Jeanne Vicerial, Présences (exposition)

Oeuvres de tex­tiles et textures

Après des études de cos­tu­mière puis un Mas­ter en Design vête­ment à l’École des Arts Déco­ra­tifs de Paris, Jeanne Vice­rial s’est enga­gée dans un tra­vail de recherche qui prend la forme d’une thèse de doc­to­rat : “SACRe” (Sciences, Arts, Créa­tion, Recherche) sou­te­nue en 2019.

Elle y ques­tionne les moyens de concep­tion ves­ti­men­taire contem­po­rains et pro­pose une alter­na­tive à la dicho­to­mie sur mesure/prêt à por­ter. Paral­lè­le­ment, elle s’engage dans une démarche artis­tique qui la pousse à fon­der le stu­dio de recherche et de créa­tion “Cli­nique ves­ti­men­taire”.
Au-delà de ses créa­tions per­son­nelles, elle ini­tie de nom­breuses col­la­bo­ra­tions avec des artistes d’horizons divers : pho­to­graphes, sculp­teurs, per­for­meurs, cho­ré­graphes, musi­ciens, parfumeurs.

L’expo­si­tion pré­sente une série de sculp­tures et des œuvres de tex­tiles et tex­tures. L’ensemble s’inscrit au sein des pro­blé­ma­tiques actuelles autour de l’écologie ou des liens entre prêt-à-porter et haute cou­ture. En consé­quence, Jeanne Vice­rial pour­suit son œuvre pro­téi­forme en lien avec le design, l’artisanat, la mode, les arts et les sciences.
De telles créa­tions sont baroques et déroutantes.

L’artiste nous pro­jette dans un futur plus ou moins proche, et sur les avan­cées tex­tiles, bio-technologiques, médi­cales, géné­tiques ou psy­cho­lo­giques et va jusqu’à pré­voir une enve­loppe cor­po­relle pro­gram­mable sur-mesure. Par le déve­lop­pe­ment de nou­velles tech­no­lo­gies et la créa­tion de machines, il serait pos­sible d’ éla­bo­rer des vête­ments selon des don­nées cor­po­relles préa­la­ble­ment numé­ri­sées afin de réduire les chutes tex­tiles et d’ainsi pro­po­ser un sur-mesure à l’échelle industrielle.

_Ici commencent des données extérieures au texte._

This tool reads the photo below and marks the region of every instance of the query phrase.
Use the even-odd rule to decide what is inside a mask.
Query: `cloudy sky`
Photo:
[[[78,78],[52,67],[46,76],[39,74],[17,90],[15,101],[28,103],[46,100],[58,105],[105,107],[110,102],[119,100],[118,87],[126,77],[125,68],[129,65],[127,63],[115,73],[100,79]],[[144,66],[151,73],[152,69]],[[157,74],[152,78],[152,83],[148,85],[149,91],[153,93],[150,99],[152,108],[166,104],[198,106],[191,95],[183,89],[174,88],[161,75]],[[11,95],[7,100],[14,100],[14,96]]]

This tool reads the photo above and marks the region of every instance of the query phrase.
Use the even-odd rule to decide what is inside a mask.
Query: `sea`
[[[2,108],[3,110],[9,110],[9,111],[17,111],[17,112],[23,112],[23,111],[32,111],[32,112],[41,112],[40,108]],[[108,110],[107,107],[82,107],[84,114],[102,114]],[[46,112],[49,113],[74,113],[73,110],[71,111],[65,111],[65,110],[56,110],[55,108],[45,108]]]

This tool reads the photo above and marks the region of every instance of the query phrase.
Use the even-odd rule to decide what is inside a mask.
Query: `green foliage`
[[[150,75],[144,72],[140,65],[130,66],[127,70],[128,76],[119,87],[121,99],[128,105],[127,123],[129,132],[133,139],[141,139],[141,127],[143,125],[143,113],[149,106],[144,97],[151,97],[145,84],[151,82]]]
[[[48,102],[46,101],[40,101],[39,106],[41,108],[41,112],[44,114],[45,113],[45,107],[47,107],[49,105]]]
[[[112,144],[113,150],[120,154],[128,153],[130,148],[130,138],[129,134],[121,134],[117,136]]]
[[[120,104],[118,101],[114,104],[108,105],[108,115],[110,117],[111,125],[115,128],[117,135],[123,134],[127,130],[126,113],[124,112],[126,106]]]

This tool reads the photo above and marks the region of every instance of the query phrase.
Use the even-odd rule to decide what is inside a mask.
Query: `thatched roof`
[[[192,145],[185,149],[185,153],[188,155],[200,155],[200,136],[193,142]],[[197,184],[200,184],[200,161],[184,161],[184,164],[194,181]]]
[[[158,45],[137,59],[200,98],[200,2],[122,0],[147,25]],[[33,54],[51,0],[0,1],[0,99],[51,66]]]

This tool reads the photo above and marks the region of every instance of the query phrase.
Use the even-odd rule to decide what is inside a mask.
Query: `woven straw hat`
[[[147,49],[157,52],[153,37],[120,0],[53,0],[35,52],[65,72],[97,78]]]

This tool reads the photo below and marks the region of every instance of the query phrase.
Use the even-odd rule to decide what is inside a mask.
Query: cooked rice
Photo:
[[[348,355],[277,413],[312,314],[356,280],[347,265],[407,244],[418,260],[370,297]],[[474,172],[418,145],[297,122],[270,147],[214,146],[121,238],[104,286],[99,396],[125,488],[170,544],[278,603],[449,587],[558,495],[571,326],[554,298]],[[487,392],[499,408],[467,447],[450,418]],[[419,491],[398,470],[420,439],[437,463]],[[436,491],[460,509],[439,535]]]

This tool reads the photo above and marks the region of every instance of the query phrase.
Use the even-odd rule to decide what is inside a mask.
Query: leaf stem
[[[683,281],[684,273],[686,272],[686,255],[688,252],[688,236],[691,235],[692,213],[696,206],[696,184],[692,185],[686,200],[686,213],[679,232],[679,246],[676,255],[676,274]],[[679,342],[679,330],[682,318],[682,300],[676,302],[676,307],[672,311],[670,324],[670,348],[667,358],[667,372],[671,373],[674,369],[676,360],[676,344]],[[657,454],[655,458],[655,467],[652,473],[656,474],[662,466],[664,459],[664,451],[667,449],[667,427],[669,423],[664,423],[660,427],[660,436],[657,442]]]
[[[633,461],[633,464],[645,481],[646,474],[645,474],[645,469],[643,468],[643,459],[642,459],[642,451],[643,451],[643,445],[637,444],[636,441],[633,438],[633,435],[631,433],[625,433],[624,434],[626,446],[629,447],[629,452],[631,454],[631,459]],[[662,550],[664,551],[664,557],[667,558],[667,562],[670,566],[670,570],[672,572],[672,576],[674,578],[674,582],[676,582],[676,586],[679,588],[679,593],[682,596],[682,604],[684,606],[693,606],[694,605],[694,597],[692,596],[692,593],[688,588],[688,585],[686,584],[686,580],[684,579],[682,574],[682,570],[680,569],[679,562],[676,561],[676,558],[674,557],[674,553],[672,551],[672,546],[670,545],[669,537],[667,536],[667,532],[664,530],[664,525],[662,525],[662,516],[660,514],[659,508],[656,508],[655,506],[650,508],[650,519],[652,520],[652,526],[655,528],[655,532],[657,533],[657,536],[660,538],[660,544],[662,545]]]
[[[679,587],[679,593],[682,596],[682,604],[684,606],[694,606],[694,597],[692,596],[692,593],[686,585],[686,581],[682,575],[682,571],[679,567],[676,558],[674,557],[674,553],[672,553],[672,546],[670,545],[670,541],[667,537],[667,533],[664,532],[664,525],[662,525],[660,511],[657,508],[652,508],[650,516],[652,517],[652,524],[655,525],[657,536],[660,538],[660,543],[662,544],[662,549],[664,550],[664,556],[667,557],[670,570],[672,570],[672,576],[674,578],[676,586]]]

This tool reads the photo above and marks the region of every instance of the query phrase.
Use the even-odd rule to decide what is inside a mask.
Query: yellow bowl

A sa manière, l’artiste répond aux pro­blèmes com­plexes liés à l’essor du prêt à por­ter et cherche à pro­po­ser de manière intel­li­gente des solu­tions à la pro­duc­tion ves­ti­men­taire contem­po­raine. Ici, après une période théo­rique elle s’oriente à nou­veau vers la créa­tion.
Sa “cli­nique ves­ti­men­taire” est donc intrin­sè­que­ment liée à ses recherches menées dans le cadre de son doc­to­rat cité plus haut. L’exposition parle de recherche et de créa­tion, mais par les enjeux de la pra­tique. Il faut voir cette expo­si­tion comme les “portes ouvertes” de son atelier.

jean-paul gavard-perret

Jeanne Vice­rial, Pré­sences, Tem­plon Bruxelles, 13A rue Veydt, 1060, Bruxelles, du 10 mars au 23 avril 2022.